Sweet Morning Mimosa Samen gibt es in Packs mit 3, 5 oder 10 Seeds. Drei Samen reichen völlig, wenn du in einem kleinen Zelt für den Eigenbedarf anbaust — die Keimrate ist zuverlässig, du brauchst keine Reserve. Der 5er-Pack lohnt sich, wenn du ein bisschen Phänotypen-Selektion betreiben willst, ohne gleich zehn Pflanzen durchzuziehen. Den 10er-Pack bestellst du am besten, wenn du einen größeren Raum bestücken oder ein paar Seeds an Freunde weitergeben willst.
Hinter Sweet Morning Mimosa steckt die direkte Kreuzung zweier Zitrus-Schwergewichte. Clementine liefert den scharfen, zestigen Limonengehalt und eine sativadominante Wuchsform. Early Orange bringt eine kürzere Blütezeit, kompakten Wuchs und die weicheren floralen Noten mit, die vom höheren Linaloolanteil herrühren. Das Ergebnis: ein Hybrid, der in der Wirkung leicht Richtung Sativa tendiert, aber mit der handlichen Statur einer Indica wächst — eine Kombination, die ihn zu einer der einfacheren Zitrussorten für den Indooranbau macht.
Tical Genetics hat diese Linie gezielt auf Bag Appeal, Geschmack und Zugänglichkeit gezüchtet. Wir haben über die Jahre etliche Zitruskreuzungen gesehen. Die Sorten, die sich dauerhaft halten, teilen zwei Eigenschaften: Sie riechen unglaublich gut und sie machen beim Anbau keinen Stress. Sweet Morning Mimosa erfüllt beides.

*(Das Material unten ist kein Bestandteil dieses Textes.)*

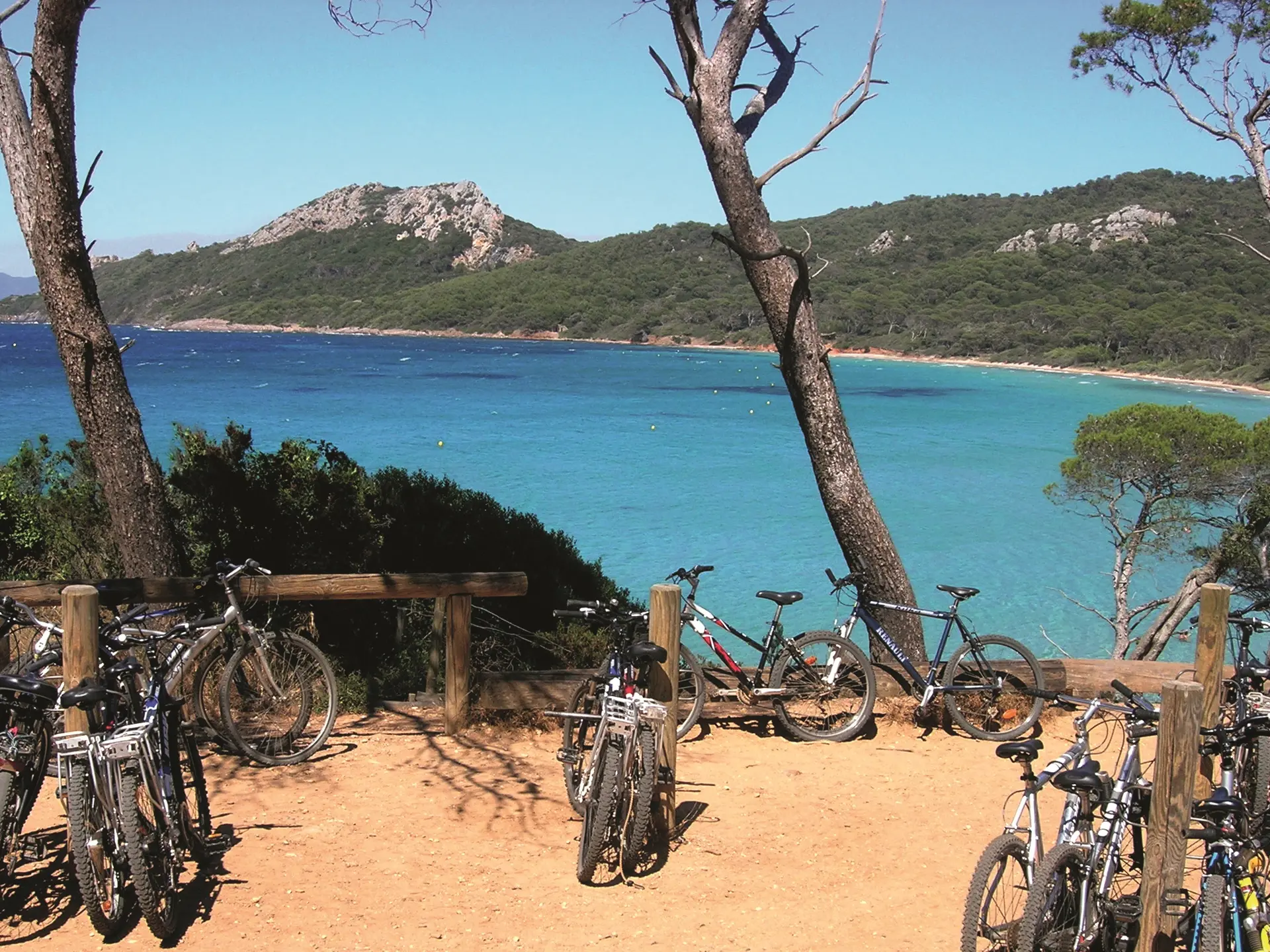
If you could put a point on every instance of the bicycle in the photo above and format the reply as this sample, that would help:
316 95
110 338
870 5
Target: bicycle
1007 866
615 786
26 749
1086 892
988 682
821 686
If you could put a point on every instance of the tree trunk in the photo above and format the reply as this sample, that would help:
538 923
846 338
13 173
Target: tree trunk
860 530
1175 610
40 157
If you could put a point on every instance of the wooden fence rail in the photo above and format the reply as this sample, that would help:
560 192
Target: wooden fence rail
456 588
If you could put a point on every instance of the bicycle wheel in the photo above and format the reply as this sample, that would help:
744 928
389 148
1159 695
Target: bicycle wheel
1213 920
97 853
32 776
1052 916
154 869
205 694
980 706
999 892
642 810
600 820
693 692
196 814
278 703
828 697
579 736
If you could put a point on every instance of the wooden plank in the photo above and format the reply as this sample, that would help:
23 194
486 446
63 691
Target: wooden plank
665 623
459 635
80 616
1176 758
1214 606
286 588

Hier verdient sich Sweet Morning Mimosa ihren Namen. Wenn du ein ausgehärtetes Glas öffnest, trifft dich helle Zitruszeste — Mandarinenschale und frisch gepresster Orangensaft — über einer Schicht aus weicher Orangenblüte und blumiger Süße, die das Aroma abrundet. Dominant sind Limonen (der scharfe Zitrusbiss) und Linalool (die lavendelartige florale Ruhe). Zusammen entsteht etwas, das weniger nach einer typischen Cannabissorte riecht und mehr nach einem aufwendigen Brunch-Drink.
Beim Einatmen kommt die Zitrusnote sauber und klar durch. Beim Ausatmen zeigen sich die floralen Komponenten — eine sanfte, fast parfümierte Süße, die nachklingt. Falls du schon mal Clementine angebaut hast: Stell dir dasselbe zestige Profil vor, aber mit einem weicheren, runderen Abgang. Ganz ehrlich, es ist eine der angenehmsten Sorten, die du zum Trocknen im Zelt hängen haben kannst. Deine komplette Wohnung riecht eine Woche lang wie ein Orangenhain.

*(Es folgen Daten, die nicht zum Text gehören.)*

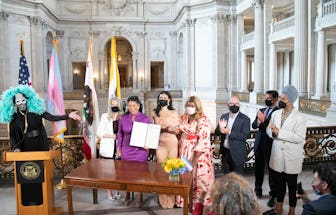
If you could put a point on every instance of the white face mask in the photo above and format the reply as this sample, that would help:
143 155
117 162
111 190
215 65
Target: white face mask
191 110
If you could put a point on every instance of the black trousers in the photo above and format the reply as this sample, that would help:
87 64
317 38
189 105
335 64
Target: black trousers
281 179
262 157
228 165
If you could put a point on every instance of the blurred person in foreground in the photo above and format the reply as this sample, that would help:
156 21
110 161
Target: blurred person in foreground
108 128
195 145
263 145
231 194
233 129
124 150
324 185
288 128
165 115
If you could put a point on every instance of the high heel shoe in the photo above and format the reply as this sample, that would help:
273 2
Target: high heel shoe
127 199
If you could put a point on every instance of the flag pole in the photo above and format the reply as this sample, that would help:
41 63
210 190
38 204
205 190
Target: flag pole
62 184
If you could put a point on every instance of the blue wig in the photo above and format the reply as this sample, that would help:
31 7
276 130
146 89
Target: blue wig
7 108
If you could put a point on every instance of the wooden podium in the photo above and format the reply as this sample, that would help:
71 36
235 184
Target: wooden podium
48 205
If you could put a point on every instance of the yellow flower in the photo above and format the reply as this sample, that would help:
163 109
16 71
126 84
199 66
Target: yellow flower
173 164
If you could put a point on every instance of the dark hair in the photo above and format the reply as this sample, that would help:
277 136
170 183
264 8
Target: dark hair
273 93
170 104
327 172
134 99
232 194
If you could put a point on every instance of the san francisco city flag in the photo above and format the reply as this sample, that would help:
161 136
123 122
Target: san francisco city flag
24 76
114 84
55 104
91 111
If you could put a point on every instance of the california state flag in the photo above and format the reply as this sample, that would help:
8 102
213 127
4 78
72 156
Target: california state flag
90 111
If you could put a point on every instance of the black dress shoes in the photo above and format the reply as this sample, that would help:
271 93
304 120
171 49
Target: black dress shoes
271 202
271 212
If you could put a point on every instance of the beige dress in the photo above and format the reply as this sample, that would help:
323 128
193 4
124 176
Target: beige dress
167 146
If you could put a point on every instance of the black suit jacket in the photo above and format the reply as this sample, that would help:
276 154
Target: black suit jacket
325 205
240 131
261 136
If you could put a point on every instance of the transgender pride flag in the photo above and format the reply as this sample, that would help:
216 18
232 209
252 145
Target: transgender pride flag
55 104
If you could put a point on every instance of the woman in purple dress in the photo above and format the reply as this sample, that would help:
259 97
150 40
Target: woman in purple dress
124 150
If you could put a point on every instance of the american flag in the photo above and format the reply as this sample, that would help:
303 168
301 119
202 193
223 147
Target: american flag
24 77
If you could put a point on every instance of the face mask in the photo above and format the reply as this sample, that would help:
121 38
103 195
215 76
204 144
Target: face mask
268 103
316 189
20 102
114 109
191 110
163 102
282 104
234 108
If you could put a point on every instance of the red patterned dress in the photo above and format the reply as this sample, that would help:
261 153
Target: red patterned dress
196 137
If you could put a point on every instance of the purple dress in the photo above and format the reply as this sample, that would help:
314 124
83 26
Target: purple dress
131 153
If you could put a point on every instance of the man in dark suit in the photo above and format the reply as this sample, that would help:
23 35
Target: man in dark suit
324 185
234 129
263 145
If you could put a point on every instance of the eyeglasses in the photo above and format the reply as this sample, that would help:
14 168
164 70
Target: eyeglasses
231 104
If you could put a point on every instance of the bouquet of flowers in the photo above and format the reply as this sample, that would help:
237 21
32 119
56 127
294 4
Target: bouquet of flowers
174 166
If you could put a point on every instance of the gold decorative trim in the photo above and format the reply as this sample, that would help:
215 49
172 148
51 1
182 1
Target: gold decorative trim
314 106
242 96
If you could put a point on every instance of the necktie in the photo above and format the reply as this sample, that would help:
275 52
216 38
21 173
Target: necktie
267 112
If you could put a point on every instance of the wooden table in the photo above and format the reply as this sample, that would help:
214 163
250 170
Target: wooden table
146 177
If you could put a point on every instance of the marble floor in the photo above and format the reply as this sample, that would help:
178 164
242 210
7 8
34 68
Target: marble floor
82 200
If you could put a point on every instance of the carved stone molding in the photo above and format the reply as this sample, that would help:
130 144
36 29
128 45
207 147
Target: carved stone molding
4 16
118 7
258 3
313 106
142 34
218 18
77 10
158 10
135 55
59 33
156 34
189 23
113 4
35 20
231 17
173 34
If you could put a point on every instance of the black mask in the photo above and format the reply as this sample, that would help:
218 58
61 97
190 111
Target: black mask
163 102
234 108
282 104
268 103
114 109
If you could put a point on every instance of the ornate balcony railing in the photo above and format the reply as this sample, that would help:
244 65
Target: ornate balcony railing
314 106
248 37
320 146
282 24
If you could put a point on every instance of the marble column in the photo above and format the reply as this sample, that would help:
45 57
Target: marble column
190 56
240 33
3 47
300 46
259 45
267 30
134 68
273 67
320 70
38 76
243 71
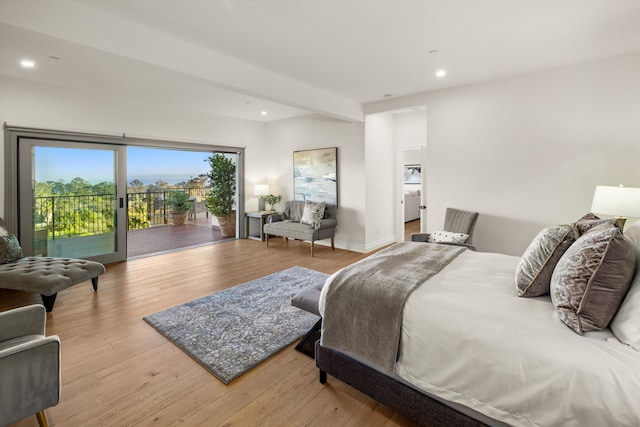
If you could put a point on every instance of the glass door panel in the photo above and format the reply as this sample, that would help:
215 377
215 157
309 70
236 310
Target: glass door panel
72 192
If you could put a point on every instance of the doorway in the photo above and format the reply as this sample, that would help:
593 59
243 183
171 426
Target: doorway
412 179
66 193
74 194
153 174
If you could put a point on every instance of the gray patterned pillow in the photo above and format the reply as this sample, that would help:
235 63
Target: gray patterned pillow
534 271
10 249
592 278
590 220
447 237
313 213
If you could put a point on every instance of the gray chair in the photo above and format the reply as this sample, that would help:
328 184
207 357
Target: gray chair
30 365
456 221
287 224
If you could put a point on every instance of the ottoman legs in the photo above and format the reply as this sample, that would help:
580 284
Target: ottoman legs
48 301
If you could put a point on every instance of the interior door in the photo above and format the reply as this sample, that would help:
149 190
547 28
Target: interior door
72 199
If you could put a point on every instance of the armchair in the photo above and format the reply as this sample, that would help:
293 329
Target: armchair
455 221
30 365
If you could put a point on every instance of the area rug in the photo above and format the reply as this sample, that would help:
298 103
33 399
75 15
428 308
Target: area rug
234 330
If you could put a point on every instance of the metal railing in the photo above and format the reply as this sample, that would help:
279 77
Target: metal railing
84 215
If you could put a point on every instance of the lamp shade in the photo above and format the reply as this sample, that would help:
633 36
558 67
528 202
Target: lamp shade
261 190
618 201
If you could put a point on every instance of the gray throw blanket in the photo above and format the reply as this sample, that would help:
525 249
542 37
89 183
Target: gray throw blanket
365 301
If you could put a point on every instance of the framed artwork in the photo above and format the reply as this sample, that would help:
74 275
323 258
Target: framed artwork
413 174
315 175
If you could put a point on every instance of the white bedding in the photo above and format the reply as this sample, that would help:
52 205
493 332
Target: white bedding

Sweet Morning Mimosa ist eine fehlerverzeihende Sorte — wir würden sie als soliden ersten oder zweiten Grow empfehlen, wenn du schon mal ein einfaches Zeltsetup bedient hast. Die Pflanzen bleiben kompakt, der Stretch ist moderat und endet spätestens Ende der dritten Blütewoche. Du wirst also nicht um Kopffreiheit in einem 1,2-Meter-Growzelt kämpfen müssen. Die Colas werden lang und dicht — richtig klobige Stangen — und die offene Pflanzenstruktur sorgt dafür, dass der Trimm-Tag so schmerzfrei ausfällt wie selten.

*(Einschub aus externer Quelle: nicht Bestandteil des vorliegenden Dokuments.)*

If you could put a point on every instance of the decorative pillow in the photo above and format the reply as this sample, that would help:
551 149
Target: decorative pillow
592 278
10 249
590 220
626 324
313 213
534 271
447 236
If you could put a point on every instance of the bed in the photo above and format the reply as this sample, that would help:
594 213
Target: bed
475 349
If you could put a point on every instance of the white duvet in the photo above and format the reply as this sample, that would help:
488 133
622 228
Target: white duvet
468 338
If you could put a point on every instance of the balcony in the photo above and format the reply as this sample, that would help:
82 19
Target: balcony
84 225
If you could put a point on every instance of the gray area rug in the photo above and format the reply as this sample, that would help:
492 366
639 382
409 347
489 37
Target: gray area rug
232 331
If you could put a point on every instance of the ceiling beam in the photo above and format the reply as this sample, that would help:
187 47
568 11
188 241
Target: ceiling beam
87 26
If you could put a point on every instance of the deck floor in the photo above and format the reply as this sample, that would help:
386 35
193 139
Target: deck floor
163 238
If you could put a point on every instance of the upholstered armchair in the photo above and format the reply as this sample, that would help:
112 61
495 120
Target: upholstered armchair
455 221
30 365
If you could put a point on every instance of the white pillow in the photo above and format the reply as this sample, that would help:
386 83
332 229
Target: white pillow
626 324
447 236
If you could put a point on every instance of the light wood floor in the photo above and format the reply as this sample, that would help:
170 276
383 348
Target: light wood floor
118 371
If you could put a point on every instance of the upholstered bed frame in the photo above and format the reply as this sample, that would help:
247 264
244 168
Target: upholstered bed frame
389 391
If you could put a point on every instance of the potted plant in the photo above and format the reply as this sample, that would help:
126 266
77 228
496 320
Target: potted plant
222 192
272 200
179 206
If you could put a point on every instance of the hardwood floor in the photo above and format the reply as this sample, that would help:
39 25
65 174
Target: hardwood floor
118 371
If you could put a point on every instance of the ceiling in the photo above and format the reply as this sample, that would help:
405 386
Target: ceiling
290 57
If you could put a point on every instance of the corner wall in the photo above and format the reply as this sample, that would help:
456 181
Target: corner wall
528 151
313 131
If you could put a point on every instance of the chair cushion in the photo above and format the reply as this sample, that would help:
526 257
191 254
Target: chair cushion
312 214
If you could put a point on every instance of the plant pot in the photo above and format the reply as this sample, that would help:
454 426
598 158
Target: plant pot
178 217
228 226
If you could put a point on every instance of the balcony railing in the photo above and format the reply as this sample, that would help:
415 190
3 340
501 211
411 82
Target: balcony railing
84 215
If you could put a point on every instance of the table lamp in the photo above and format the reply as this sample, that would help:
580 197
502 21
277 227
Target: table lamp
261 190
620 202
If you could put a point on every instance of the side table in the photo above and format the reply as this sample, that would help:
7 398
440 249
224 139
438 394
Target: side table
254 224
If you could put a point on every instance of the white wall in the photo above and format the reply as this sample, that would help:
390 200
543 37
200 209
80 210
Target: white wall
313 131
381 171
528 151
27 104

Eines der herausragenden Merkmale ist die Resistenz gegen Pilzbefall. Wenn du in einem Klima anbaust, in dem die Luftfeuchtigkeit gern mal hochkriecht, oder deine Belüftung nicht hundertprozentig sitzt, kommt diese Sorte besser damit klar als die meisten anderen. Trotzdem: Sie ist nicht unverwüstlich. Halte die Luftzirkulation aufrecht und lass die relative Luftfeuchtigkeit in der Spätblüte nicht über 60 % steigen. Grundlagen, aber es schadet nicht, sie zu wiederholen.
Direkt aus den TICAL-Anbaunotizen ein Trick, der sich lohnt: Senke die Temperatur in den letzten 1–2 Wochen des 8–9-wöchigen Blütezyklus. Kühlere Nächte (circa 15–18 °C) locken lila und orange Farbtöne in den Buds hervor und steigern die Trichom-Dichte. Ein kosmetischer und potenzsteigernder Bonus in einem — und er kostet dich nichts außer einer Thermostateinstellung.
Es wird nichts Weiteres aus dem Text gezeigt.